Éramos jóvenes y no sé si sabíamos mucho de la tristeza, pero ya nos preocupábamos por eso. Supongo que es el gran tema de toda la condición humana. Esa noche, a punto de llegar a la cima del Wheeler Peak nos sentíamos especiales, y eso implicaba que debíamos hablar de temas profundos.

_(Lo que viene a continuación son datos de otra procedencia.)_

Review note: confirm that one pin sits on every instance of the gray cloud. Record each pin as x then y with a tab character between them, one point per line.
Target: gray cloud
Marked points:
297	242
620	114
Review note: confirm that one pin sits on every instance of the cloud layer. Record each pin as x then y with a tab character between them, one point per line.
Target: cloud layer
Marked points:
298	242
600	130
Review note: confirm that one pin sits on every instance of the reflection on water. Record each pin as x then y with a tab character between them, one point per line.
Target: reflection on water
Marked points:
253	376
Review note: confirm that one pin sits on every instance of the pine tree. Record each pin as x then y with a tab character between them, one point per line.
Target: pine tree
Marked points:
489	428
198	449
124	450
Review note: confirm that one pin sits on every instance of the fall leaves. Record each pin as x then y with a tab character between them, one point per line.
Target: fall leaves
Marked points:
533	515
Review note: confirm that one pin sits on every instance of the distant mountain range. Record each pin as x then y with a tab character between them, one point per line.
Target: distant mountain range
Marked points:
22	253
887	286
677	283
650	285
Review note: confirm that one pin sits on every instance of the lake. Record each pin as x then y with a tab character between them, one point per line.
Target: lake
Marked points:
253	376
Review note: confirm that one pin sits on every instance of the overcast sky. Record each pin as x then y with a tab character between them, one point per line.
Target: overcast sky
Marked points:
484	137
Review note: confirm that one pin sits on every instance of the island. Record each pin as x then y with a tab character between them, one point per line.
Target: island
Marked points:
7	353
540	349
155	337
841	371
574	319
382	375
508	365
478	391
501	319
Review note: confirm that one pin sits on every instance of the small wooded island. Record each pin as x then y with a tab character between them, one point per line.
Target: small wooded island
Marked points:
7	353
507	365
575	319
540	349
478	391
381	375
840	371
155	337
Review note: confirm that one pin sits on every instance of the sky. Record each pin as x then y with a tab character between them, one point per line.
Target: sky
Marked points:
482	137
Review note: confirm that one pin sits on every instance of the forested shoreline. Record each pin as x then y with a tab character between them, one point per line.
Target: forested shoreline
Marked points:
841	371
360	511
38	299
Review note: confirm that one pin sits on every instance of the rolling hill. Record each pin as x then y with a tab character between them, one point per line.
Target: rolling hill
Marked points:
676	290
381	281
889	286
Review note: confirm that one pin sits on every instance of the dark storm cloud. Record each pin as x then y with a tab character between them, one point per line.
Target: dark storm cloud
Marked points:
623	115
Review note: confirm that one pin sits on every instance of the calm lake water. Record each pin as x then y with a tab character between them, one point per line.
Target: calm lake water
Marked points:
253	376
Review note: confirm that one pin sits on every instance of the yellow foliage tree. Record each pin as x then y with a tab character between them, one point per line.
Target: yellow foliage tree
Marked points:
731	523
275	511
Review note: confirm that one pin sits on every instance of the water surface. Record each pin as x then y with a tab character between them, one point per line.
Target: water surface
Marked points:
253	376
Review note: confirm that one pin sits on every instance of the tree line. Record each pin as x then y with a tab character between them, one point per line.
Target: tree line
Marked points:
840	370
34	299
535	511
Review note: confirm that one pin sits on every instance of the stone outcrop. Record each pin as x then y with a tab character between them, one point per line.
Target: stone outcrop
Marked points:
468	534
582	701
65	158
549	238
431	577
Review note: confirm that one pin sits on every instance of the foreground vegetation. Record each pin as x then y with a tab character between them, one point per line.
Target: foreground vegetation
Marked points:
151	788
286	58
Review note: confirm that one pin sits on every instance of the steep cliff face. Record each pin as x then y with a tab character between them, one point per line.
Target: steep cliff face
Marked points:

La mañana nos encontró subiendo por un camino que se abría entre rocas. Baha se dobló el tobillo. Así que tuvimos que parar, descansar un poco, vendarlo. Dijo que se sentía bien, que iba a poder continuar, un poco más lento pero continuaría. El cielo estaba salpicado por densas nubes, el sol resplandecía con cierta timidez. Llegamos a la cima. En un momento, sin darnos cuenta llegamos a la cima. Estábamos todos muy felices, hubo un jolgorio, algunos abrazos. Desde ahí arriba podíamos ver casi todo Nuevo México. Había una cruz blanca. Me acerqué y apoyé una mano en la madera. Agradecí. Después pensé en mi viejo enseñándome el teorema de Pitágoras, en el aroma en la cocina cuando cocinaba mi madre, en mi abuela tarotista adivinándome el futuro; no sé por qué pensé en todo eso pero lo hice y una gran sensación de serenidad me invadió. Me abracé con Carolina, la otra argentina. En ese abrazo y sobre su hombro pude ver un colibrí. ¡Un colibrí azul! ¿Qué podía hacer un colibrí azul a 4000 metros de altura? Fue hermoso. Un milagro. Después desapareció.
No le conté a nadie lo del colibrí, hasta esa noche en Avenida Pellegrini, en que con mis amigos hablábamos de los lugares adonde habíamos viajado. Si bien yo no podía ir más lejos que Córdoba o la costa con mi presupuesto actual, yo alguna vez había llegado a la cima del Wheeler Peak. Mis amigos escucharon la historia y se quedaron con la boca abierta.